The Stranger Side of Fantasy

by Tess Adair

 

 

Everybody has fantasies. Every range of fantasy exists--some fantasies are purely sexual, and some aren’t sexual at all. Whenever you idly wonder what you might do when the zombies come and end up outright mapping your escape over mountainous terrain with a backpack full of canned goods--that’s a form of fantasy. (Yes, everybody does it. Everybody has a zombie escape plan. Yours is not special and you will not survive.)

 

Every once in awhile, I come face-to-face with some kind of proof that not everyone’s fantasies are as elaborate, involved, or numerous as mine are. I have a few that are more mundane--I fantasize about the first time I’ll do a real, full pull up on my own. I fantasize about getting a move in pole that feels beyond my reach, and I fantasize about setting pole routines to various songs I like (using power moves I cannot do.) I fantasize about quitting my job. You should all take it as a given that I have fantasies about being a Starship Captain with the Federation. Fantasies where I get my Hogwarts letter. Fantasies where I makeout with someone and accidentally kill them with my newfound mutant power (which for some reason skipped the first, idk, 20 or so people I’ve made out with and just went for this one.)

 

I have other fantasies too, of course. Fantasies involving Ian Somerhalder, or his character Damon Salvatore, or some alternate universe where both exist and I meet them at the same time. (ELABORATE.)

 

Maybe other people grow out of their fantasies after school.
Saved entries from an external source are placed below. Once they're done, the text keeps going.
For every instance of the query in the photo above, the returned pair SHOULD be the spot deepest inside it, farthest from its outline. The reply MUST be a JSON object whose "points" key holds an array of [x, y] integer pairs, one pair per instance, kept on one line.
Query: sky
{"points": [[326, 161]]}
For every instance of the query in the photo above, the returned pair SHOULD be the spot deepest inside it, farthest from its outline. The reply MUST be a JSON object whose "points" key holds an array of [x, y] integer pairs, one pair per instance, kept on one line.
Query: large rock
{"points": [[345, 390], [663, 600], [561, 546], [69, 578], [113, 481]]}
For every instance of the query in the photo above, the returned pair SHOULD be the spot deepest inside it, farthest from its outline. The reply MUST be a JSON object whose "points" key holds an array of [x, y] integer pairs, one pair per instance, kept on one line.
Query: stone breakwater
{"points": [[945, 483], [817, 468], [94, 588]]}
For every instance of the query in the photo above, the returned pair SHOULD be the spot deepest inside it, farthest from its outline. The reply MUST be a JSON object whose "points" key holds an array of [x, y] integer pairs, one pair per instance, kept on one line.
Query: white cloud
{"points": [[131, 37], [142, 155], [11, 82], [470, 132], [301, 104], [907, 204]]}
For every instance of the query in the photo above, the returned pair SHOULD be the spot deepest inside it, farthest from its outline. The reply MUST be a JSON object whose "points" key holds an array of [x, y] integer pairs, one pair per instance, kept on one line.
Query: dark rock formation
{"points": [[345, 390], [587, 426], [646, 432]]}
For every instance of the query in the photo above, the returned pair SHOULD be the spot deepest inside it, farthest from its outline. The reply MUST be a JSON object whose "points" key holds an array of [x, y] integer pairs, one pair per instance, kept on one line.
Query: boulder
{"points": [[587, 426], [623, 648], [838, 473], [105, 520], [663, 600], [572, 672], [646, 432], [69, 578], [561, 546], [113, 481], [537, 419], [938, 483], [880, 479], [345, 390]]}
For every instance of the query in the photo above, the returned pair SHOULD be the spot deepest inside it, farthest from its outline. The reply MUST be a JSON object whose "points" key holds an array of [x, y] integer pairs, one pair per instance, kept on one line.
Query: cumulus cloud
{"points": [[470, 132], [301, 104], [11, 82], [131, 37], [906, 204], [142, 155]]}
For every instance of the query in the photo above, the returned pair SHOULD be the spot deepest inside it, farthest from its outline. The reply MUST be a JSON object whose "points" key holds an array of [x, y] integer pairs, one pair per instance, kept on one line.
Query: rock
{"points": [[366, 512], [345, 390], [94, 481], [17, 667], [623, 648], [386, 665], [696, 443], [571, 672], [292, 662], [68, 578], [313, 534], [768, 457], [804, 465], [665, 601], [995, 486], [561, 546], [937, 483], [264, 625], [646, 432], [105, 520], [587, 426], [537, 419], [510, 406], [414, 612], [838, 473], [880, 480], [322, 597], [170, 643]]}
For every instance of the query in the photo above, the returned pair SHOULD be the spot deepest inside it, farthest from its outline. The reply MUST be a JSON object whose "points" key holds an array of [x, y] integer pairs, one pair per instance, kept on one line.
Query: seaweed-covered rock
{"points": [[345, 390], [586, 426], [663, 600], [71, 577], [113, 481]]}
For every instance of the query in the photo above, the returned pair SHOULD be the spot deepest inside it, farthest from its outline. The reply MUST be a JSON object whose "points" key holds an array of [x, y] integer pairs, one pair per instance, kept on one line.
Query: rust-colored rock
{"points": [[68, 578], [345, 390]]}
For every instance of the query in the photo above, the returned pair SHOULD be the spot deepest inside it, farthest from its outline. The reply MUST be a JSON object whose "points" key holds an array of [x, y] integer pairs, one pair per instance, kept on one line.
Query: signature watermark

I didn’t, and I don’t really see myself ever growing out of them. Maybe I have an overactive imagination. Maybe it’s just a side-effect of spending most of my free time making up stories.

 

I don’t know why I have so many and I don’t know if it’s normal, and I don’t care. I actually think it’s my healthiest idiosyncrasy. Escaping into a fantasy allows me to live and breathe in this sphere of endless hope and possibility that I don’t find useful in everyday life. Not to get too Rust Cohle or anything, but while I would call myself a realist, in philosophical terms, one would call me a pessimist. I have a tendency to go through life braced for the worst possible outcome in any given situation--because, honestly, that’s what past experience has taught me to do.

 

See, I actually have a lot of recurring fantasies that involve surviving extreme conditions of some kind. Sometimes the fantasy is about trying to find a temporary safe haven in the apocalypse; sometimes it’s about setting up a tent on a snowy pass in the middle of an ice storm. Oddly enough, these are often the fantasies I’ll employ when I’m having trouble going to sleep--they help, somehow, to lull me there.

 

I’m not totally sure what it is, but it happens more often when I’m stressed out about anything. I think a small part of it is the simple comfort of knowing that this weird terrible fantasy I’ve cooked up is far worse than my reality--my reality is my own mattress and sheets and and the walls of my apartment. However stressed out I am in that moment, thinking about some far removed adventure place helps to ground me in the fact that, at the end of the day, I am safe, I am fed, I am housed. I am lucky.

 

But I think there’s also some promise in the fantasy itself--in the fantasy, I’m always doing something to ensure my safety. The aesthetics of the fantasy is threat, but the core of the fantasy is comfort. It’s the warm fire in the middle of the snow storm. The high ground above the zombie hordes.

 

In a way, I’m fantasizing about the fantasies themselves. My fantasies are the safe space I can make for myself whenever everything feels out of hand. No matter what else is happening, I can always close my eyes and disappear into some far corner of my mind, where I’m perfectly safe. It’s like an extra convoluted form of meditation.

 

I’ve had someone tell me that they didn’t have any fantasies. It’s hard to imagine that anyone else’s brain works differently from your own, so my first impulse is to pity them. How do you entertain yourself without fantasy? How do you learn about yourself? Perhaps other people don’t learn about themselves through experimentation, but I do. And fantasy is the safest kind of experimentation--and, really, the only kind you can do by yourself. Which means it’s the closest you can get to experimenting in a vacuum.

 

Of course, sometimes I wonder if I take it too far. At what point do I get lost in a fantasy? At what point is its continuation a detriment? Fantasy can get too personal--after all, if you fantasize as often as I do, you will inevitably fantasize, ever so obliquely, about someone you know. What happens if you fantasize about someone...and you enjoy it enough to do it again? When does fantasy turn into feeling? Can you accidentally talk yourself into falling for someone? Or do your fantasies only reveal what was there all along?


I don’t know. What I do know is that it’s been a very stressful week. And I’m thinking a lot about mountain climbing.